Chapter 13 – Your income is just as important as the total amount of debt you owe. Limits change and your attorney needs to discuss the limits with you; however, the amount of unsecured debts you can include in a Chapter 13 bankruptcy is approximately $395,000 and approximately $1.2 million in secured debts.
#2 – Can I discharge child support or alimony debts in a bankruptcy?
Simply put: “No.” Child support or alimony unpaid amounts cannot be discharged in a bankruptcy.
#3 – Will my car and house be taken away if I file for bankruptcy?
No…unless you want to. If you want to keep your car and home and make payments, then you can always do that, given that you can in fact make the monthly payments. However, you need to discuss your goal with your attorney and your attorney should be able to find solutions for you. However, if you don’t want to keep your house or car, you can also do that.
#4 – How can I afford to pay a bankruptcy attorney if I’m filing for bankruptcy?
This is a very good question. However, please know that our firm is willing to work with you and we offer a payment plan. The last thing we want is add yet even more stress to your life with a heavy attorney invoice. We can always find a solution that works for both of us. Call us to ask about our payment plans! 305-467-8532.
#5 – How will my credit score be affected by my bankruptcy?
If you are considering to file for bankruptcy, chances are your credit is already damaged. Most people filing for a bankruptcy have already missed either house, credit card, or car payments and their credit score has already been damaged. Filing for bankruptcy will definitely affect your credit score in the short run; however, in the long run it can increase your credit score.

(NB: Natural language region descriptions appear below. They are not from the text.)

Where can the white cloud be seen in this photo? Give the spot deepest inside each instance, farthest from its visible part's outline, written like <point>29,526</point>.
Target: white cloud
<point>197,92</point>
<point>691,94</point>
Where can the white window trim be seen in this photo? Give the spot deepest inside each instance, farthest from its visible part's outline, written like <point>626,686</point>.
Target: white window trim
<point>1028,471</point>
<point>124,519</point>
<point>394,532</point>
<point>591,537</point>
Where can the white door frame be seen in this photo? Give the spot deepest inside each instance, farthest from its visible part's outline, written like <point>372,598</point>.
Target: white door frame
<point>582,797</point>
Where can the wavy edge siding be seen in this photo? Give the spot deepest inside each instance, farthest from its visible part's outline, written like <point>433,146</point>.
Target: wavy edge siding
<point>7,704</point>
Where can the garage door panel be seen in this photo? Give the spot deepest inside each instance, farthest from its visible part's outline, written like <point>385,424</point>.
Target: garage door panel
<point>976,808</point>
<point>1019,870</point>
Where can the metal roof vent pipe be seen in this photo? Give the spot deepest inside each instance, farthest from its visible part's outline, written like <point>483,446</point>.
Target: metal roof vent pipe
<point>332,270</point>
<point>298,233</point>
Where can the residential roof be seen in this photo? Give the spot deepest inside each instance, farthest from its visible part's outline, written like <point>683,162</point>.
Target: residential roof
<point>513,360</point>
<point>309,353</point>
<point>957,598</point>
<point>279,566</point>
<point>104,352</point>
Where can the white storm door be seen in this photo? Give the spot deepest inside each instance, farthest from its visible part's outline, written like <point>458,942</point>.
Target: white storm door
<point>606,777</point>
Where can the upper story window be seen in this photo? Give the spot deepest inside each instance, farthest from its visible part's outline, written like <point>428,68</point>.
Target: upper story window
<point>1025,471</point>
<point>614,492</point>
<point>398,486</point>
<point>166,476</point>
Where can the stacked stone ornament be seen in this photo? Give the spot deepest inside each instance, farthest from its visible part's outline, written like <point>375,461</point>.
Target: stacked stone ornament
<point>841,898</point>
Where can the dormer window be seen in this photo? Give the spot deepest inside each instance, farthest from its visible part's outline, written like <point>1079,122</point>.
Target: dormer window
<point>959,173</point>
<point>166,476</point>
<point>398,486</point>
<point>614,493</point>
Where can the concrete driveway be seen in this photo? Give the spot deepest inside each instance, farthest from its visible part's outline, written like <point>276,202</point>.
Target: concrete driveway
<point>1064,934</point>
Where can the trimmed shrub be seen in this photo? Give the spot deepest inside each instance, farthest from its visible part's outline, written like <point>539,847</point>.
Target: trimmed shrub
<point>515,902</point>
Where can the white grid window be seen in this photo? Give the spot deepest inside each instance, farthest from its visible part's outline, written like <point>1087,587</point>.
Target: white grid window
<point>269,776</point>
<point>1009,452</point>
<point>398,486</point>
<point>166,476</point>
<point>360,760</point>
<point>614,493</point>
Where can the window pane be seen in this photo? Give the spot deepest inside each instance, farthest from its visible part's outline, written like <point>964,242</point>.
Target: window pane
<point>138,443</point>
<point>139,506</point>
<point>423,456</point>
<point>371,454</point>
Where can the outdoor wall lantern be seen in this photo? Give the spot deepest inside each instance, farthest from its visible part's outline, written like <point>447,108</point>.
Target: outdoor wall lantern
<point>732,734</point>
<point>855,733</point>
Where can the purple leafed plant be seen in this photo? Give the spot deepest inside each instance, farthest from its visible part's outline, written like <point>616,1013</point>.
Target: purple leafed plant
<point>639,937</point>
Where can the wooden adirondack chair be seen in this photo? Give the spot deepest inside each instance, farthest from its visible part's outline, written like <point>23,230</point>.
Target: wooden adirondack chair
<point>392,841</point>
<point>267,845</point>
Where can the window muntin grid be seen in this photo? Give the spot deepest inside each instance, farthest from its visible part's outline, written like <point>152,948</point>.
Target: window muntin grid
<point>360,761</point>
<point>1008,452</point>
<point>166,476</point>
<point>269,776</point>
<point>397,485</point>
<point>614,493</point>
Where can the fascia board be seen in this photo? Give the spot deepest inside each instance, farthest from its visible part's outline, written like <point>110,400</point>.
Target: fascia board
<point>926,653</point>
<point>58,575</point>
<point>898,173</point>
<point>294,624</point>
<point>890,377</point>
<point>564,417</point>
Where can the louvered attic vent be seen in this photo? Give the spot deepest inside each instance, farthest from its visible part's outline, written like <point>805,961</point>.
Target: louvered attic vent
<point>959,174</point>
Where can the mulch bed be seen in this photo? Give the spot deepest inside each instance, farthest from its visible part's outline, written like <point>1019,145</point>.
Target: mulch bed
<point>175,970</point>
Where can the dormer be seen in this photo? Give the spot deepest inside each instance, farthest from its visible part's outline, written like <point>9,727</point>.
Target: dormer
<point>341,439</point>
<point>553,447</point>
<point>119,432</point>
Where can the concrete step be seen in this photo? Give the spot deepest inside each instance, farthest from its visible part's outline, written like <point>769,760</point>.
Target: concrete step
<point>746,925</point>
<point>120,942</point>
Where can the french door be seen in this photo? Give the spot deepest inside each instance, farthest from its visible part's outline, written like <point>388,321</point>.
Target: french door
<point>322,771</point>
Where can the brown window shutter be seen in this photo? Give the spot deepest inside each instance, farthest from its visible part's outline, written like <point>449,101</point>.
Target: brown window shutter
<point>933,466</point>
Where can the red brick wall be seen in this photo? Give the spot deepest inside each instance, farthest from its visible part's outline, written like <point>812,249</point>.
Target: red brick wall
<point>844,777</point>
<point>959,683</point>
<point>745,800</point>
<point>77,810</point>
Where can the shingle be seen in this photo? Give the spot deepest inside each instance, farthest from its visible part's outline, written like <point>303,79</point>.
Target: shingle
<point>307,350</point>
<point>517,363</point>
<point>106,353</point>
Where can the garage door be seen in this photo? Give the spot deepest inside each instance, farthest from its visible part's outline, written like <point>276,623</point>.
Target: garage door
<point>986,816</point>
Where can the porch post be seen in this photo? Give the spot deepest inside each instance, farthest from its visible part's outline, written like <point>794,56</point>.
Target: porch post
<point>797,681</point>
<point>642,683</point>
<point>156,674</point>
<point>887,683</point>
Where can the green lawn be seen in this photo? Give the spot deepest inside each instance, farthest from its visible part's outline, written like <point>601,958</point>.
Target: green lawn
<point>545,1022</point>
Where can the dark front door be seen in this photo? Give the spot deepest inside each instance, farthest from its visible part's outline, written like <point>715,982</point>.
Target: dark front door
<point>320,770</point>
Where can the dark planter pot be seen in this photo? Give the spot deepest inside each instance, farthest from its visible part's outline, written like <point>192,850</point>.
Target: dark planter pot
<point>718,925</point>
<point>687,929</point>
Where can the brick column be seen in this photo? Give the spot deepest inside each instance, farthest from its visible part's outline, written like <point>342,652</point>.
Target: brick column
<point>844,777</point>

It is up to you to build your credit after a bankruptcy and we can guide you on how to do that after filing your bankruptcy with us.
#6- Can I qualify for a mortgage or auto loan after a bankruptcy?
Absolutely! Lenders take into account many factors, including credit score. Although you may have to pay a premium or a bigger down payment in order to obtain credit, obtaining a mortgage after a bankruptcy is not off the table. Also, remember that every lender has different requirements. Perhaps a local lender has more relaxed guidelines, as opposed to the bigger financial institutions.
#7 – How long does a bankruptcy last?
Chapter 7 – Typically 3-5 months.
Chapter 13 – Typically 3-5 years.
#8 – Can I continue using/paying one of my credit cards after I file for bankruptcy?
No. You cannot give preferential treatment to a creditor and treat other creditors in the same category differently.
#9-Does my spouse have to be included in my bankruptcy?
No. Your spouse does not have to be included in your bankruptcy. However, many times, it would be beneficial for both spouses to be included in a single bankruptcy case. There are also other things that need to be taken into consideration, including the non-filing spouse’s income.
#10 – If I file for bankruptcy, will my children be taken away?
No. You cannot lose your parental rights in the state of Florida simply by filing for bankruptcy. Stripping someone of parental rights is a long and complicated process and only a judge may do this. Simply filing for bankruptcy has nothing to do with what kind of parent you are to your children.